Norwegian nursing teacher
Ulrikke Eleonore "Rikke" Nissen (16 March 1834 – 10 January 1892) was a Norwegian nursing teacher; the first female nursing teacher in Norway.
She was born in Trondhjem as a daughter of merchant Martinus Nissen (1800–1836) and Ida Susanne Amalie Hagerup (1808–1885). Her father died when she was only one year old, and she grew up in Romedal after her mother married Severin Henrik Ræder (1800–1878). She was a sister of Bolette Gjør, niece of Hartvig Nissen, grandniece of Henrich Steffens, great-granddaughter of Martinus Lind Nissen and a first cousin of Prime Minister Francis Hagerup. She was an aunt of Claus Riiber.[1]

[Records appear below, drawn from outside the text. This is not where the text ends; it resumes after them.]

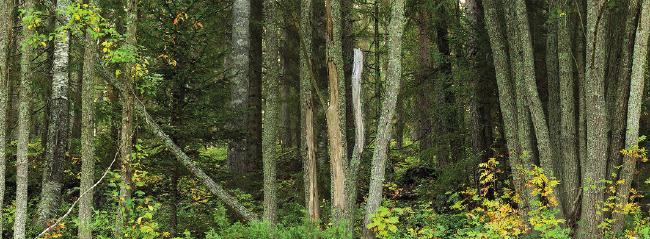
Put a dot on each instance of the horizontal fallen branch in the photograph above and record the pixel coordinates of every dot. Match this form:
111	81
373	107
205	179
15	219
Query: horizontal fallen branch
216	189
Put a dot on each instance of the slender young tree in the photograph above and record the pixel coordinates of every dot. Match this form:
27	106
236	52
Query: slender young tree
271	109
57	136
308	141
87	137
6	32
22	161
639	70
384	128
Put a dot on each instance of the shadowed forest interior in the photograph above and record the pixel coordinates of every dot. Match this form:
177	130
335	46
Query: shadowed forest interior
324	119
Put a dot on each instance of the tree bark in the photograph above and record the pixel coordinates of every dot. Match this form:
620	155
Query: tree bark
507	97
384	127
308	141
6	33
57	136
359	129
336	113
216	189
639	69
126	131
22	161
569	158
271	110
617	110
593	168
87	137
238	65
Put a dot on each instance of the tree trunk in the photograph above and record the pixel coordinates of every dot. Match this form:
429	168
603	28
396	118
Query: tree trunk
22	161
216	189
238	65
593	168
308	141
393	78
252	163
126	131
507	97
57	136
359	129
336	113
569	158
618	107
639	68
271	110
87	137
6	32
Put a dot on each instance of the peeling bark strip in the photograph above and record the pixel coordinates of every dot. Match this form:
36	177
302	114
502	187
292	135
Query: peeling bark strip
359	129
384	127
214	188
639	64
336	113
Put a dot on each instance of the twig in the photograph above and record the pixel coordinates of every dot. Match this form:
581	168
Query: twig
80	196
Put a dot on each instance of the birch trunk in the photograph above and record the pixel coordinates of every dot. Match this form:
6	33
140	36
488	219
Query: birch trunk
384	128
22	161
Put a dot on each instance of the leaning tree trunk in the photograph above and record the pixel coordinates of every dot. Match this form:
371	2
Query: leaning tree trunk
308	141
271	110
87	138
22	162
393	78
593	168
6	29
216	189
336	113
57	136
639	64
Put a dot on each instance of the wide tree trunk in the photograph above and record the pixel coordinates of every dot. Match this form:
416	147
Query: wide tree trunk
6	32
336	113
57	136
308	140
271	110
214	188
384	127
568	146
22	161
639	69
593	167
126	131
87	138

She was homeschooled until 1847, when she enrolled in Lotz Girls School in Christiania.[1] Her sister Bolette also moved to attend school in the capital, and underwent a religious awakening in the milieu of Gisle Johnson.[2] Nissen became familiar with this awakening, and the network of women's missionary associations which her sister worked to establish. At the same time, in 1851 a Deaconess House was established in Stockholm, Sweden, to educate nurses in a Christian setting. Through numerous magazine articles Nissen began agitating for such an institution in Christiania.[1]
In 1868 the Deaconess House (now: Lovisenberg Diaconal University College) was founded with Cathinka Guldberg as manager. Nissen travelled in Germany to study similar institutions there, and was subsequently hired as a teacher at the Deaconess House in 1870. In 1877 she wrote Norway's first textbook in nursing, Lærebog i Sygepleie, under the pseudonym R.N. The following year she visited a similar institution in Bergen;[1] in 1878 her sister moved to Christiania and was hired at the Deaconess House as well.[2] From 1884 to 1891 Nissen edited the magazine Fra Diakonissehuset.[1]
Between 1885 and 1888 she stayed in Germany to overcome rheumatism. She wrote two books in German following this stay: Norwegische Bilder aus der Geschichte der weiblichen Diakonie, nebst anderen Liebeswerken (1886) and Henriette Gislesen und ihre Freunde. Ein Bild aus der norwegischen Kirche (1890). She died in January 1892 in Kristiania and was buried at Vår Frelsers gravlund.[1]